March 18, 2005, The Halifax Herald Limited

Wela'lin, and keep up fight against racism

IN KEEPING with the certainty that everything on Mother Earth eventually ends, my years of writing regular columns for The Chronicle Herald will end with the publishing of today's column.

In review, I can state that my 11-year run has been a pleasant experience. It was intellectually invigorating to float ideas that I knew would be controversial; many got readers to put on their thinking caps. Thus, over the years, I've received thousands of letters, e-mails and phone calls - many agreeing, a good smattering not, and a fair number downright nasty. The only time I didn't respond to letters individually was when I wrote the columns about the poor quality of restaurant food in Nova Scotia in 1997. The reason for the omission was simple: There was a deluge of them; I didn't have time.

The responses to my opinions have come from across the spectrum of Canadian and American - occasionally European - society. But what was most gratifying was when I visited schools and found that the columns I wrote about Nova Scotia's not-so-honourable historic relations with the Mi'kmaq Nation, and racism, were met with enthusiasm by many teachers and students. On numerous occasions, I've walked into classrooms to find students reviewing them.

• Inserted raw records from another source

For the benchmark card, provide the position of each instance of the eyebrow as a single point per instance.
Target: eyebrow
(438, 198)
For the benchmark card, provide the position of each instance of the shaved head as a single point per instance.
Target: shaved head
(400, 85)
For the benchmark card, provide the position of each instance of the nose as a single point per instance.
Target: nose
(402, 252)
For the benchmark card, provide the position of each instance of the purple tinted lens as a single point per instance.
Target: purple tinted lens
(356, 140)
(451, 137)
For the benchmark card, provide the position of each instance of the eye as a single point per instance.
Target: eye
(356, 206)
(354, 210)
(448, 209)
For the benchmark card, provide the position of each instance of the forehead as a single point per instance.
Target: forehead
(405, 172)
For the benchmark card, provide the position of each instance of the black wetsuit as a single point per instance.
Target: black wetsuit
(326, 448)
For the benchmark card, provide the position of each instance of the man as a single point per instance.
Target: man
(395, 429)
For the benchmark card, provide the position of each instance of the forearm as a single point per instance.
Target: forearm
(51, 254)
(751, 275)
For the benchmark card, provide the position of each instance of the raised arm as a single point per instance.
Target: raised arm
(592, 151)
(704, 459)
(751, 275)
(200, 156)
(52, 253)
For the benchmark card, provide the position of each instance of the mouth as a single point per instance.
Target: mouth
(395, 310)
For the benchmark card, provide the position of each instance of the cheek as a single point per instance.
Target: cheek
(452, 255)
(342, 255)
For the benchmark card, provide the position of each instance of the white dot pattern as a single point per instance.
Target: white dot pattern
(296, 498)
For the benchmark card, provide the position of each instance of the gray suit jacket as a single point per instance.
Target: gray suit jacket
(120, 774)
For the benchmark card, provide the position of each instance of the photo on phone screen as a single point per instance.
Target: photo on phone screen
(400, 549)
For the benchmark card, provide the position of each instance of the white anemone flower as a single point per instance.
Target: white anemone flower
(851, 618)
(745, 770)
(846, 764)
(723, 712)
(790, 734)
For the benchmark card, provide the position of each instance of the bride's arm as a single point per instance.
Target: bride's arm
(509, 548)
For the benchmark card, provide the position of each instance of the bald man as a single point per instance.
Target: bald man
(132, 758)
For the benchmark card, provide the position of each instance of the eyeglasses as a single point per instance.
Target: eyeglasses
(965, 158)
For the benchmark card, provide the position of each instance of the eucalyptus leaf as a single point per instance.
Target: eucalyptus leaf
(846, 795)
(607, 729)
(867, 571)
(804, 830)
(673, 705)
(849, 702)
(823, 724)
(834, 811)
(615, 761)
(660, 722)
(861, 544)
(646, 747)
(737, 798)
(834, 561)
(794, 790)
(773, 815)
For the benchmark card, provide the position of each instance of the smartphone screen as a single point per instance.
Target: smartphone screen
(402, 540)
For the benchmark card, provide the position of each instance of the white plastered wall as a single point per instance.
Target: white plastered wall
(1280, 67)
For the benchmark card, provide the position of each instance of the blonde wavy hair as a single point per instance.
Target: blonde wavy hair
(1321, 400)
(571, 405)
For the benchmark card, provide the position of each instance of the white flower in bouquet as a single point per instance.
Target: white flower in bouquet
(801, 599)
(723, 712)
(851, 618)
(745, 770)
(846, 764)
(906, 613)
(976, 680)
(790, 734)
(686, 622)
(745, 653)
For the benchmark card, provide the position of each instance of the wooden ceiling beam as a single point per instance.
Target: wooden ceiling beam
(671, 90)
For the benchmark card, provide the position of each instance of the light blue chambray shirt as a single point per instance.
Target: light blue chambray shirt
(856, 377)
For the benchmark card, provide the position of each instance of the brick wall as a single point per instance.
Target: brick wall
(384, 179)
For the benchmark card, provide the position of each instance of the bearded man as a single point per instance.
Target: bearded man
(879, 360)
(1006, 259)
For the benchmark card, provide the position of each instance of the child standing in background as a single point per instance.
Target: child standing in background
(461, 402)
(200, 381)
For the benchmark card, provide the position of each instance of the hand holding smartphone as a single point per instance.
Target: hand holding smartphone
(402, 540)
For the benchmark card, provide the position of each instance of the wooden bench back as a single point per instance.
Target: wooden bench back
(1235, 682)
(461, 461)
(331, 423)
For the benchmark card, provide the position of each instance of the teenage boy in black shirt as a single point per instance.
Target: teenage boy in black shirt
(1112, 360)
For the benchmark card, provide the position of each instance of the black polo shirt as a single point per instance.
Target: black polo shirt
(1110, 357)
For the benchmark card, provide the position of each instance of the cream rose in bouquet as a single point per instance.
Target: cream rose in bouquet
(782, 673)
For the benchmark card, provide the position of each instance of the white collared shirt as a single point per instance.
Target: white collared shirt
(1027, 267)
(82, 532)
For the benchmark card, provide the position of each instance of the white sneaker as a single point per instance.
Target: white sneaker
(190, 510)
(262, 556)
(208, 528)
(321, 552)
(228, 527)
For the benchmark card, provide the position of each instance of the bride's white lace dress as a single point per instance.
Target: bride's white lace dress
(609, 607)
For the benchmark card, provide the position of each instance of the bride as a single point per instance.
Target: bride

Since the response indicated that the appetite for credible historic information about the Mi'kmaq and other First Nations was great, I set up a website, www.danielnpaul.com, to dispense more. The site includes 200 pages entitled "First Nation(s) History Highlights, Paintings And Photos." The information is available free of charge to users.

My perception of a great deal of interest in such a site was on the mark. It is now getting over 3,000 hits a week from across North America (more than 117,000 in a little over a year). To my delight, teachers and students are among the main users.

Since some believe that First Nations people get everything paid for by government and might assume that the huge expense associated with setting up and maintaining such a complex site was a gift to me from the Great White Father in Ottawa, I want to assure all that I pay for it, except for a few small donations from a church group, out of my own pocket.

In fact, it is these types of accusations that have irritated me the most. These uninformed individuals believe religiously that First Nations people are freeloaders.

One well-schooled, obnoxious male reader, on several occasions, took me to task for being a freeloading parasite, living the good life on the backs of the taxpayer, etc. I finally shut him up with a proposition which I felt, because he was so positive he was right, he couldn't refuse. I proposed that I would open my books for his review and if he was proven wrong, he would reimburse me for all the taxes I had paid for the past 10 years. If right, I would pay his for the next 10. I haven't heard from him since.

I've no doubt that I've made a difference with my columns on history, racism, mistreatment of the poor and elderly, politics, and so on - the mail I've received, alone, is testament to such a conclusion. However, even if I've helped alleviate it somewhat, one problem still haunts this province to an unacceptable degree: systemic racism. I don't suppose that anything could better illustrate just how ingrained it still is than this: Serious consideration was given recently to naming Halifax's new senior high school after Edward Cornwallis, the man who tried to exterminate the Mi'kmaq.

The sickness of racism, to an unacceptable degree, is still preventing the advancement of Mi'kmaq and African Nova Scotians. Thus, I encourage all those engaged in the battle to defeat it to stay with it. With their persistence, perhaps some day in the distant future, Nova Scotia will be a place where true racial harmony rules supreme.

I'll end with a comment I received from a reader about my Feb. 18, 2005, column "Truth about barbarism must be taught." This response made my day:

"I have just read your article in the Herald and Sir, I am so grateful that someone has the guts to stick their neck out there and tell the hard truths. Your courage is inspiring and I thank you for the wealth of knowledge you share so readily in your writing.

"Nothing changes if no one speaks out, as you have certainly and most articulately done. Your words have the power to change people's hearts for the better, to change society for the better.

"And so, I thank you . . ."

Wela'lin (thanks) for your past support and interest! Take care.